Additionally, his expertise in engineering and transportation led to his appointment as a member of the Transportation Research Board (TRB) Committee on Soil and Rock Properties.

== Legacy ==
Harrop-Williams’ body of work is an intersection of the personal and the political. His writings explored the Guyanese experience, the legacies of colonialism, and universal struggles for equality and justice.
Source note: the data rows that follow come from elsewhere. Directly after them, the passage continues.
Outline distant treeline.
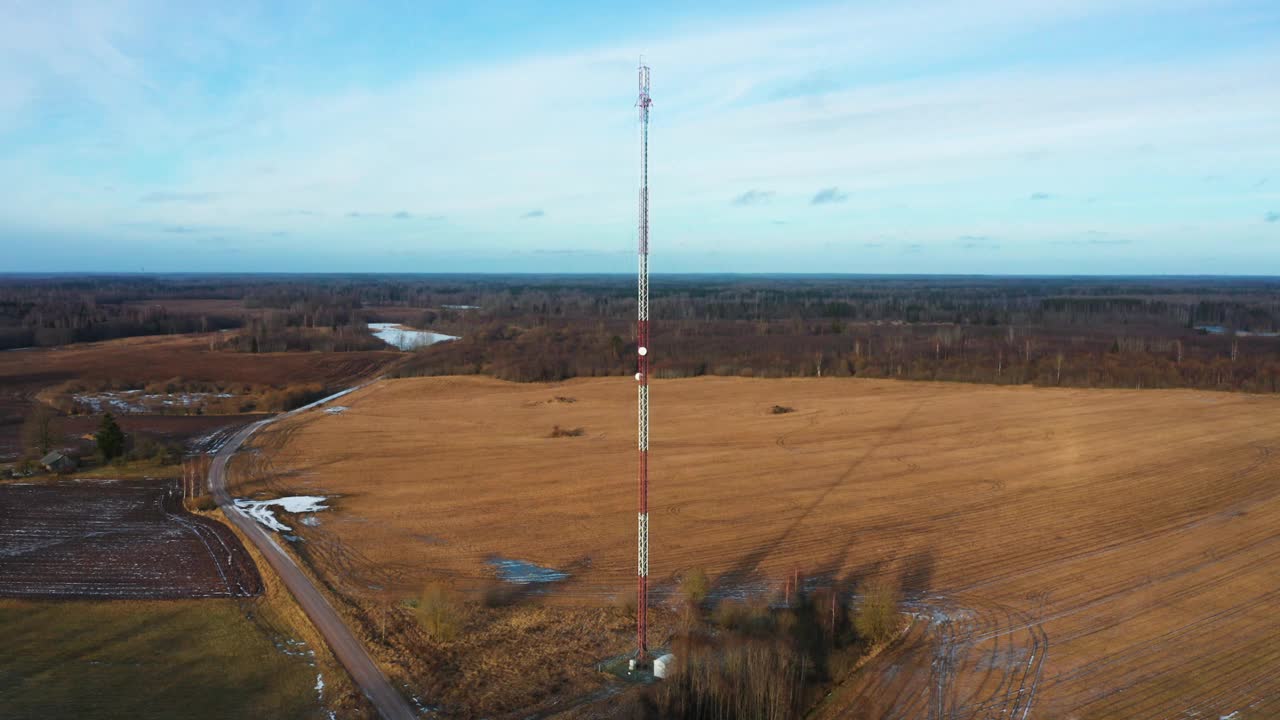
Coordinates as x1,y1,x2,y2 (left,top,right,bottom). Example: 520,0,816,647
0,275,1280,392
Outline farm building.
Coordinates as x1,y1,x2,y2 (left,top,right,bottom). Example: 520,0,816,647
40,450,77,473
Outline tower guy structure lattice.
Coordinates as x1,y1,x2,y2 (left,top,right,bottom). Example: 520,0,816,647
636,60,653,661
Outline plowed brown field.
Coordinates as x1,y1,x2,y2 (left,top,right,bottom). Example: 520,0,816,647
0,480,262,600
236,378,1280,719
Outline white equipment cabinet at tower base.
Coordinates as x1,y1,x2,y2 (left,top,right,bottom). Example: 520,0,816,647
653,652,676,678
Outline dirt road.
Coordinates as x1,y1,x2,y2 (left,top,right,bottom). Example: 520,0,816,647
247,377,1280,720
209,388,416,720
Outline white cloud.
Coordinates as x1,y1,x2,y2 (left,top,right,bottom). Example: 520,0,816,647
0,0,1280,271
Through his mentorship and writing, Harrop-Williams contributed to the intellectual and cultural life of Guyana.

Dr. Kingsley Ormonde Harrop-Williams and his wife, Lynette Gibson, had three children:
- Kingsley Audwin Harrop-Williams (b. 1973)
- Tippi Ann Parson (b. 1976)
- Cher Anemone Marquez (b. 1981)

== Death ==
Kingsley Ormonde Harrop-Williams died on 22 September 2019. He leaves behind his children, many grandchildren, nieces and nephews.